Quand Théophile Gauthier théorise L’art pour l’art en 1834 en préface de son sulfureux roman Mademoiselle Maupin, il est loin d’imaginer que 142 ans plus tard un groupe de crétins britanniques en tireront Art for art’s sake, l’exceptionnel single porteur de leur grand-œuvre de 1976, le bien nommé How dare you!.
Et, en effet, Comment osent-ils sortir ça ?, serait-on tenté de dire… L’année précédente, 10 cc, le groupe en question, dans sa mancunienne idiosyncrasie, a fait péter le hit-single international avec I’m Not in love, slow trompe-braguette à faire passer le My Love de McCartney (dont il est le négatif parfait) pour la Marche de Radetzky, mais qui n’a pourtant rien à voir avec son cœur de métier habituel : soit un Bordello pop inconnu des services d’immigration. La chausse-trape se referme alors aussi rapidement que les royalties tombent. Nœud gordien. Un dernier pour la route ? Euhhhhh… Non. On va TENTER AUTRE CHOSE.
Comme souvent chez les 10 centimètres cube, ça commence mal.
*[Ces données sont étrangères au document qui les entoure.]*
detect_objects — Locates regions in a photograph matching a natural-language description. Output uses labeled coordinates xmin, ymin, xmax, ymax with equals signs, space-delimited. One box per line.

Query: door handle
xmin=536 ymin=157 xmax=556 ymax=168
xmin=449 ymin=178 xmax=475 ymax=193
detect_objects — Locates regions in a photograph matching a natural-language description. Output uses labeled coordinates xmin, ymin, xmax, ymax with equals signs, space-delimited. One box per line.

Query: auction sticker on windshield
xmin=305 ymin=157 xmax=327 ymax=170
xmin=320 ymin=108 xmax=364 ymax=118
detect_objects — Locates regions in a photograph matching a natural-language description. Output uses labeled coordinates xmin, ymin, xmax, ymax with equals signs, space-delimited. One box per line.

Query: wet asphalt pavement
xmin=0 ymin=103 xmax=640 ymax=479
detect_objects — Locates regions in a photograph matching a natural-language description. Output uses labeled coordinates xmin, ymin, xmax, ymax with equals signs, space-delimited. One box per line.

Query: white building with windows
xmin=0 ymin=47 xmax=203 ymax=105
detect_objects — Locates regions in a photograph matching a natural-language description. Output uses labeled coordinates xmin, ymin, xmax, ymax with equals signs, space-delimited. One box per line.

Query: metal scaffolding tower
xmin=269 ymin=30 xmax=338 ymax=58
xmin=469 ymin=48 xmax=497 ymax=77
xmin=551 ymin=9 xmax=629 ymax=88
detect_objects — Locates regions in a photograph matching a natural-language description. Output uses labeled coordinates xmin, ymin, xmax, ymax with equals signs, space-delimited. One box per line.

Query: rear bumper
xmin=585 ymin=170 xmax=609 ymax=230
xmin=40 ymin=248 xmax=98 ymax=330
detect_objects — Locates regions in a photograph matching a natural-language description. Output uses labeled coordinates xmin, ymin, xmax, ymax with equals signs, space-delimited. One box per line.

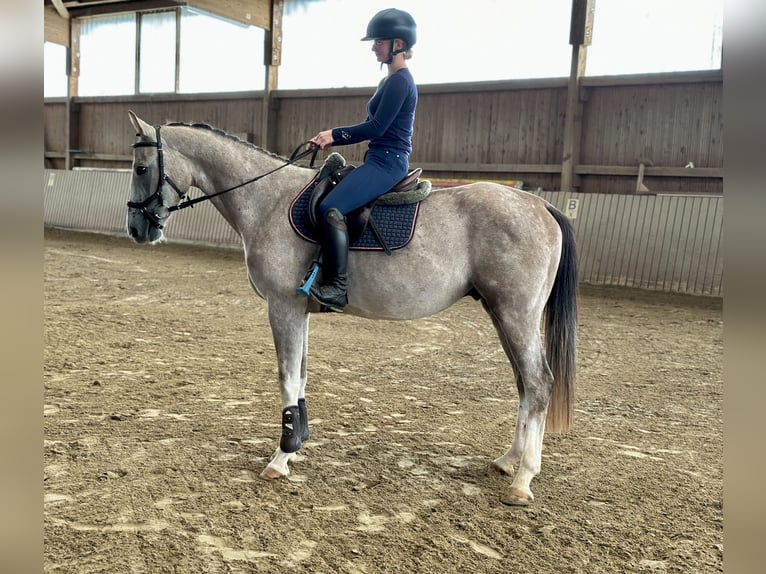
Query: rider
xmin=309 ymin=8 xmax=418 ymax=311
Un instrumental inconséquent (pléonasme), ouvre les hostilités dans la consternation générale. Mais la gronde monte… Alors, dès Lazy Ways, la barre est placée à plus de 2 mètres 90, ce qui pour les amateurs de saut en hauteur (que l’on sait nombreux à nous lire) n’est pas… Mais attendez, que l’on se comprenne bien. C’est quoi Ten CC ? Alors… Si vous mélangez le Zappa de Take off your clothes when you dance, le Steely Dan de Show Biz Kids et les Beatles de You never give me your money, vous arriverez peu ou prou à résoudre l’équation. Et, quoique pêchant parfois par sa raideur rythmique, le groupe se rattrape par un sens pervers de la mélodie qui tapine autour de la gamme mais aussi du cut-up, comme, ici, dans le stratosphérique I’m Mandy fly me ou le sardonique I wanna rule the world. Sans parler des chelous Head Room ou Don’t hang up et du plus ou moins casher Rock’n’roll Lullaby qui ose le refrain « petit peuple ».
L’équilibre, alors, entre l’équipe de jour dite « McCartney » composée d’Eric Stewart et Graham Gouldman, bonasse, et celle de nuit, dite « Lennon » composée de Kevin Godley et Lol Creme, sadique, est remarquable.
Problème : il n’y a pas, ici, de I’m not in love (slight return).
Résolution : c’est le meilleur album de l’orchestre, mais leur dernier.
Regret : l’époustouflant Get it while you can, issu de ses sessions, n’est utilisé qu’en face B de 45 tours, confirmant un snobisme pathologique.